Life at Allens

Swapping suits for gumboots – my day as a blue carbon scientist

A key component is giving everyday people – like Elise – the opportunity to become scientists for a day, travelling to wetlands in Sydney, Melbourne and Auckland to participate in different data collections activities. Data collected is used by researchers to better understand blue carbon dynamics and coastal systems (mangroves and saltmarshes).

We caught up with Elise to hear what her experience was like.

Tell us about your experience?

On the day of the Blue Carbon field trip I woke up early and dressed in my hiking leggings, quick-dry socks and sparkly gumboots. I'd be lying if I said I didn't feel a bit out of place decked out in my muddy hiking clothes and gumboots as I walked through the ornate entrance of 333 Collins Street and headed up to the HSBC offices. After a short briefing on blue carbon and HSBC's sustainability program, I was off to the mangroves.

As we drove over Westgate Bridge I could at last see our destination, Stony Creek Park. The area is made up of a curve of green trees surrounded by factories (located between the Yarraville Oil terminal and the BP Lubricant plant). In the 1960's, a local resident planted a few mangroves in one of the most industrial parts of Melbourne. The ecosystem survived and is now spreading around the coast, cleaning the soil and trapping carbon in its roots.

After a delicious lunch, we set off into the mangroves, squelching our way through the dense foliage and trying to avoid stepping on pneumatophores (mangrove breathing tubes).

I felt like a real scientist, equipped with a tool belt of tape measures, a clipboard, sampling materials and pliers.

Elise all geared up

My task involved three steps:

  1. Taking core samples

    Taking a core sample involved hammering a one metre piece of PVC pipe into the ground and then pulling the tube of dirt out of the ground. The tub of dirt was then extracted and cut into sections.

    Back at the lab, researchers dry the samples and analyse the components of the soil to compile historical data on contaminants and the presence of carbon. Older layers are black and have an oily smell due to historic oil contamination, whereas recent soil is healthier thanks to the establishment of the mangroves.
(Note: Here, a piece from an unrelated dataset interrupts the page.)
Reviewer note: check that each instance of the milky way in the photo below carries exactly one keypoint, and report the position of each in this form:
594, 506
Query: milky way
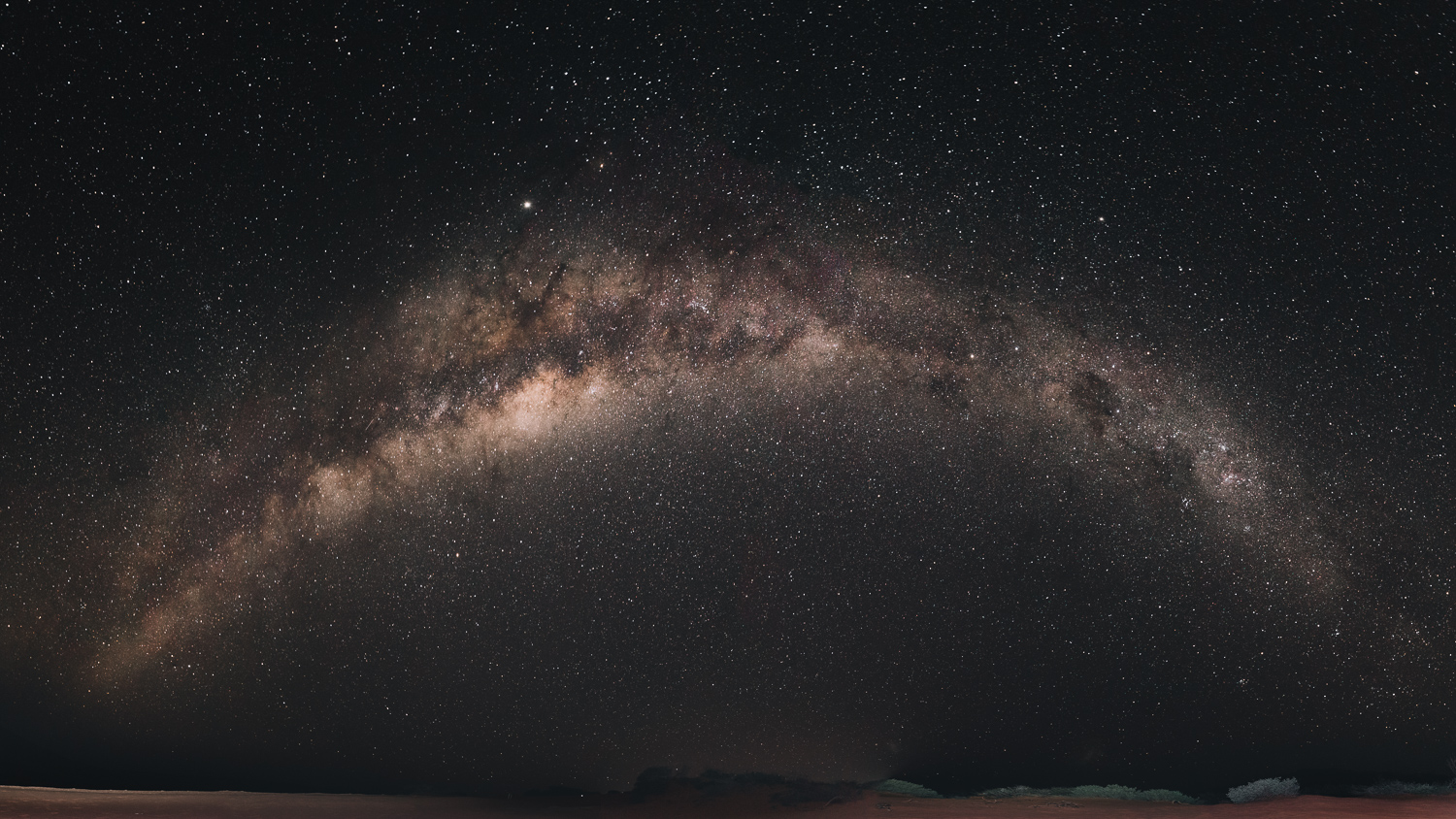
692, 469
  2. Counting the number of seedlings and pneumatophores

    The second task was to randomly throw a 30cm grid on the ground and count the number of seedlings, pneumatophores and crab holes within that grid. There were plenty of pneumatophores but, unfortunately, I didn’t see any crabs.

    As a team, we had to measure every mangrove within a 5x5 metre area!

  3. Measuring the dimensions of each mangrove

    We marked a 5x5 metre area in order to measure the above-ground biomass of the mangroves (to assist with calculating the offsets available). Our designated area contained up to 50 trees, which all had to be measured. By the time we finished we had spent 2-3 hours measuring all the mangroves in the gloomy light and we were starting to experience the first symptoms of mangrove madness.

What did you learn?

First, I learnt what blue carbon is. Put simply, it is carbon captured by coastal and ocean ecosystems (including seagrasses, saltmarshes and mangroves). I was amazed to learn that blue carbon ecosystems are incredibly efficient at trapping carbon: mangroves absorb carbon from the atmosphere 30 to 40 times more efficiently than a forest and are described as 'the kidneys of the land'.

I also learnt that mangroves play an important role in supporting fisheries (they act as nurseries for baby fishes) and protect shorelines against extreme weather events such as flooding. I have newfound appreciation for all the hard work mangroves are doing to trap carbon and fight climate change.

What positive things did you get out of it?

In the Environment and Planning team at Allens, we have recently been working on several native vegetation offset matters. The process of measuring each mangrove plant gave me a new appreciation for the thoroughness and labour-intensive nature of scientific work.

I also have a better understanding of the data supporting an offset report and have been considering ways blue carbon could support our clients achieve internal voluntary carbon targets.